Udało mi się pokonać zimny, listopadowy wieczór i wyszłam wczoraj pobiegać. Jak sie biega to wcale nie jest zimno! Pierwszego dnia byłam ubrana za grubo i męczyłam się. Teraz ubieram T-shirt, top, polar, termolegginsy, rękawiczki, czapkę, adidasy...zabieram muzykę i...biegnę.

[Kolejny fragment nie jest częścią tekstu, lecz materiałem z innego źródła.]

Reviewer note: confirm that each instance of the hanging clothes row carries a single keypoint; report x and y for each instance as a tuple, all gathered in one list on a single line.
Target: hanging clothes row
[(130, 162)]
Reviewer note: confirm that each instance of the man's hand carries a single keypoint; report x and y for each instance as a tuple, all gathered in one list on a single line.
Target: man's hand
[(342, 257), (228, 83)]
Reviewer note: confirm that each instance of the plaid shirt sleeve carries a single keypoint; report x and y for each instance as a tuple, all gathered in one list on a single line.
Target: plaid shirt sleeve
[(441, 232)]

Wczoraj na biegi zabrałam Chrisa Martina i powiem wam, kiepsko sie biega, zwałszcza przy jego akustycznych utworach. Tak więc w sobotę znów zabiorę mojego Dave'a, on mi potrafi zapodać megakopa i megaenergię! Wkręciłam sie w to bieganie, serio, sama sie sobie dziwię. I czuję, ze jest mnie mniej po kazdym biegu. Szkoda, że waga tego nie widzi, wredna zmora.
Jadłospis:
I - owsianka taka jak wczoraj, kawa z mlekiem
II - aleowoc danona, 2 mandarynki, banan, 2 ciastka lu go
lunch - 3 łyżki sałatki : gotowany cyc kurzy, jajko, ogórek konserwowy, dressing (majo light, musztarda, jogurt grecki, sól, pieprz)

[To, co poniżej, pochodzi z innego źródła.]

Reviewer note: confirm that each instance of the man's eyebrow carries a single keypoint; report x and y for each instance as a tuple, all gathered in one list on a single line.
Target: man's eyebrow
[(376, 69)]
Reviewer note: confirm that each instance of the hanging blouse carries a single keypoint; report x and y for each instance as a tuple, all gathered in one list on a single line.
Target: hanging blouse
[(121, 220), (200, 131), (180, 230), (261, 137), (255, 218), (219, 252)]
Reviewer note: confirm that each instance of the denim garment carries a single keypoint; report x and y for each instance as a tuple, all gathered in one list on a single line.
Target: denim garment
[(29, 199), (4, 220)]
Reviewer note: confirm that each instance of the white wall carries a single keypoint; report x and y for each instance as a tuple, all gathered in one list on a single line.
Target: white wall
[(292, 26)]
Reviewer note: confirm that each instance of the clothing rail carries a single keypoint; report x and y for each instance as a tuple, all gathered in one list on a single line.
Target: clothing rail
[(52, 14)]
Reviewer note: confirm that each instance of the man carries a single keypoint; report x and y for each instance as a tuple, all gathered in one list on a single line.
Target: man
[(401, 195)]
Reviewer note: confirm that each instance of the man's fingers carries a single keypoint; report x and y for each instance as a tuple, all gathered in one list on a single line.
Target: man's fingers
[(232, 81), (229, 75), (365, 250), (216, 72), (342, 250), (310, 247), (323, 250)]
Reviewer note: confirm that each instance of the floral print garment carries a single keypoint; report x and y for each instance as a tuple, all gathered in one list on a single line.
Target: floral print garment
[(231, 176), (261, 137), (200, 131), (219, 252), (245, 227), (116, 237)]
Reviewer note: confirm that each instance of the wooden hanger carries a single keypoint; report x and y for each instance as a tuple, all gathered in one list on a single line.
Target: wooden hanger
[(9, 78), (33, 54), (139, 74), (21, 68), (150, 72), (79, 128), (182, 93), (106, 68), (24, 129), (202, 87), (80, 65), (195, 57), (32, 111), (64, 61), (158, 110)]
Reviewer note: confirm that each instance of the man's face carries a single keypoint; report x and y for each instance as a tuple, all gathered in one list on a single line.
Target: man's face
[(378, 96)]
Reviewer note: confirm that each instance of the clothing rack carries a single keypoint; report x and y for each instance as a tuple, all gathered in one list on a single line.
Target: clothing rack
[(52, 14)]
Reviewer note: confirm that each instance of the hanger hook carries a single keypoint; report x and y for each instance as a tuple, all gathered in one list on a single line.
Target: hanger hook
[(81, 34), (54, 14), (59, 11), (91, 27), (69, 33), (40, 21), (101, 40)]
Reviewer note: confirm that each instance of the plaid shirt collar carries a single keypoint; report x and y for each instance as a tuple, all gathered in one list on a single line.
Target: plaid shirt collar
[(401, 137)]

obiad - ryba pieczona, surówka z kapusty, kilka frytek z piekarnika
przekąska- kawa z mlekiem
kolacja : nie chcecie wiedzieć, naprawdę. Otóż zapowiada się wieczór shitów : świeża dostawa fastfoodów z KFC. Wiem, masakra. Dobijcie mnie, niech się nie męczę! Samobiczowania dokonam w poniedziałek.
Za to postanowiłam : zero tradycyjnych słodyczy. Jak będę chciała zjeść słodycze : zrobię sobie pieczone jabłko, serek homo, galaretkę. Macie jakieś pomysły na fajne zamienniki czekolad, snickersów, kinderbueno, rafaello?
Cieszę sie na weekend, trochę poleniuchuję, poczytam, pójdę na działkę. Zmęczył mnie ten tydzień na maxa, i pracowo i domowo.
Zrobiłam wczoraj badanie krwi, niestety zapomniałam, że miałam jeszcze aTPO zrobić (u mnie w normie, więc nie wiem o co kaman). Mam tylko TSH, wizyta 29.11 i sie zastrzelę, jak mi endo dawki nie zwiększy. Sama sobie zwiększę, ot co.
Cóż, miłego weekendu wszystkim życzę!
XXXJAXXX
19 listopada 2011, 17:00widzę że bieganie powoli się rozkręca...oby tak dalej...przy codziennym bieganiu nawet na KFC można sobie pozwolić heh!pozdrawiam weekendowo:o)
AMORKA.dorota
19 listopada 2011, 08:19od przyszłego roku mam byc KFC W GORZOWIE W TEJ NOWEJ ASCANIE.JAK TO DOBRZE,ZE NIE PRZEPADAM ZA TYM,ALE MOZE JAK SPRÓBUJE............? TY BIEGASZ JA ,,KIJKUJE"-MOŻE GDZIES TAM SIE MIJAMY NIEKIEDY....POZDRAWIAM.
rozaar
18 listopada 2011, 17:45W końcu na czymś polec trzeba.Za wzorowa byś była hi,hi.Raczej nie dam się namówić tej znajomej,a jeśli już to na moich warunkach.
tarantula1973
18 listopada 2011, 14:57Agujan, to gratuluje ! Bo mi, ilekroć pojawiam się w KFC - odbiera rozum. A przecież to zwykły shit. Oni tam muszą coś rozpylac, jakieś środki otumaniające. Normalny człowiek tam nie je. ; ))
Agujan
18 listopada 2011, 14:48a ja nigdy jeszcze nie jadłam niczego z KFC
tarantula1973
18 listopada 2011, 14:18Na szczęscie w Gorzówku jeszcze nie ma KFC, bo ważyłabym 164 kg, a nie 64 ; )). Dzisiejsze żarcie to efekt jednorazowego wyskoku do Szczecina.
SYLWIULA.sylwia
18 listopada 2011, 14:09Miłego weekendu:) Ps a w Gorzowie jest KFC?